SampleToYM2612

ML model for predicting the main register settings for a single patch for the Yamaha YM2612 FM synthesis sound chip used in the Sega Genesis/Mega Drive. To be precise, it will be expected to predict the register settings for...

1. the algorithm used (out of 8 possibilities ranging from simple 4-way additive synthesis to a single chain of 1 carrier and 3 modulators),
2. the ratios of all operator frequencies to the fundamental frequency (determined by the note being played), and
3. the amplitudes of the sine wave operators used.

It bases its prediction on the spectrogram of an audio sample. The model will be trained using the spectra (features) and the aforementioned chip registers (targets) of samples taken from the output of a Sega Genesis (or, for the time being, the Deflemask Genesis music tracker, which is sound-accurate enough for now).

Comments about the scope of this project:

I'll be happy to accomplish what I've promised above, as it forms the core essence of the sound. See the "In the future" list below for details on my plan to incorporate note release behavior for each operator.

Note:

This repository is missing the following directories referenced in the code, because the files are too large or numerous to push to GitHub:

• data (Large CSV files containing the spectrogram data and raw audio data)
• patches (Collection of synth patch files in a binary format the Genesis can read)
• wav (Recorded samples of the patch files being played in the Deflemask music tracker)
• val_patches and val_wav (same as above, but for model validation)

However, for personal use, you don't need anything in those directories.

Packages needed to use:

• numpy
• os
• pandas
• tensorflow (I used 2.11, though 2.10 should work if you're running a CUDA setup on Windows)

To set up:

• Create a main directory to store everything in.
• Download the models and src directories to the main directory.
• Create subdirectories input and output in the main directory.

To use:

• Place WAV files that are at least 3.25 seconds* long in the input directory. If you are including percussion samples, be sure to fill out the rest of the time with silence. These must be in MONO, so use Audacity or another converter tool if necessary.
• Go into s2g_main.py and set the booleans for FM algorithms you wish to use.
• Run s2g_main.py from the CLI.
• The generated patch files are placed in the output directory.
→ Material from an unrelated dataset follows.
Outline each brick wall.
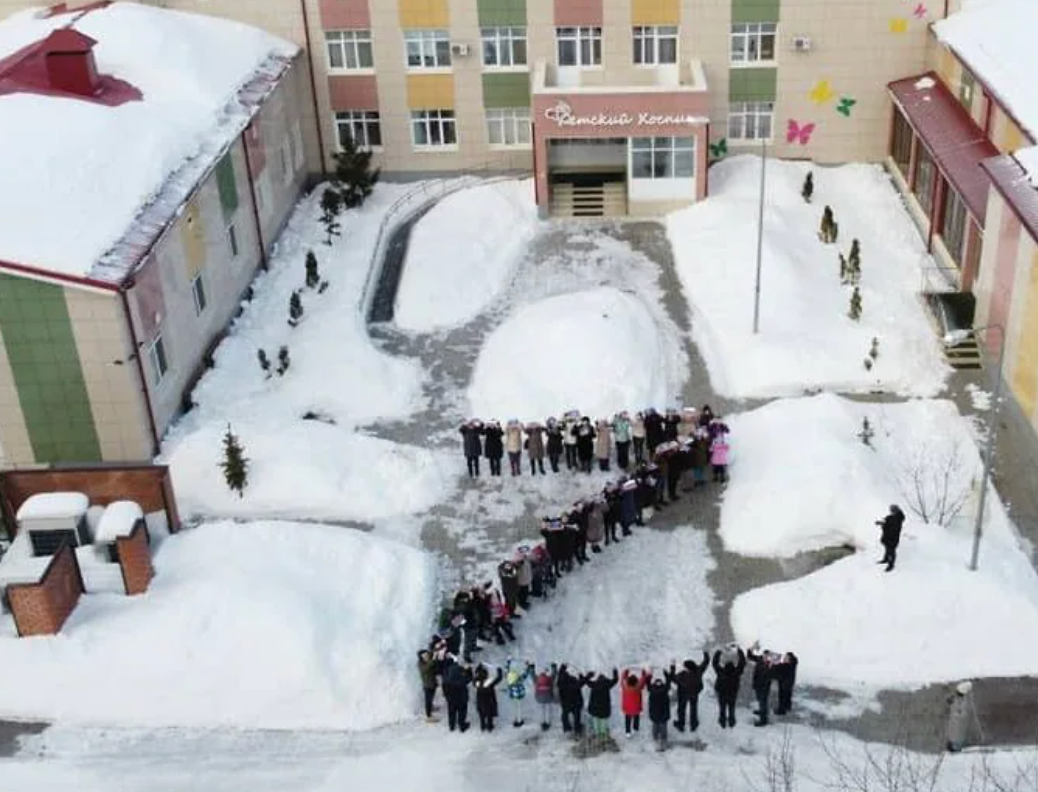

*This is 4 beats under the default tempo in the Deflemask tracker. It should be long enough to accurately measure the decay of the sound over time.

Done so far:

• Spectrum analyzer, with a loop version which stores all spectrograms in a single CSV (DataFrame, with wav file names as indices)
• A WAV to CSV script, which compiles the raw audio data into a CSV.
• A Y12 to CSV script, which interprets the bytes in each instrument file and organizes the information in a CSV (another DataFrame)
• (Feb 17) A rescale & PCA script to reduce the raw audio data's dimensions. I chose 200 for dimension which appears to give good results, according to the plot found in the Jupyter notebook.
• (Feb 17) Algorithm 7's neural network model in Keras, with 30 trial trainings (results are in metrics directory), using an AMD GPU with the ROCm drivers.
• (Feb 19) Estimator script for all algorithms. It will take a WAV name and desired algorithm, load the appropriate model files, make the predictions, then output them as a Y12 synth patch file, ready for use in a Genesis music tracker.
• (Feb 19) The main script, which searches the input directory for WAV files, then calls the estimator function 8 times for each of them, recording the results as ready-to-use Y12 files. (Currently, all but Algorithm 7's calls are dummied out, since I'm still working on the other models).
• (Feb 20) The remaining model training scripts. I've also linked these to a common training script and test script, for convenience. The main script now allows for use of all 8 algorithms, though 0 through 6 are off until I do some testing.
• (Feb 28) The models are overfit, as one could expect from a first try. I am trying again with convolutional neural networks by adding 2 Conv2D layers and modifying the input format. I am also decreasing the number of epochs to avoid overfitting. I'll run tests on these tonight.

To do:

• Testing and improving the models.

In the future:

• Implement training for the release behavior.
• Switch from Deflemask to a custom Genesis ROM which will play all instruments in the training set one after the other, while Audacity records the output (either through Regen or my own Genesis*).
• Find an FM synthesis library for Python so I can generate audio based on the predictions and compare either the spectra, raw audio output, or both, likely using the L2 error metric.
• Rebuild this in PyTorch just for fun.

*I might need to replace the capacitors and amp circuit on it first, to ensure the cleanest possible sound output.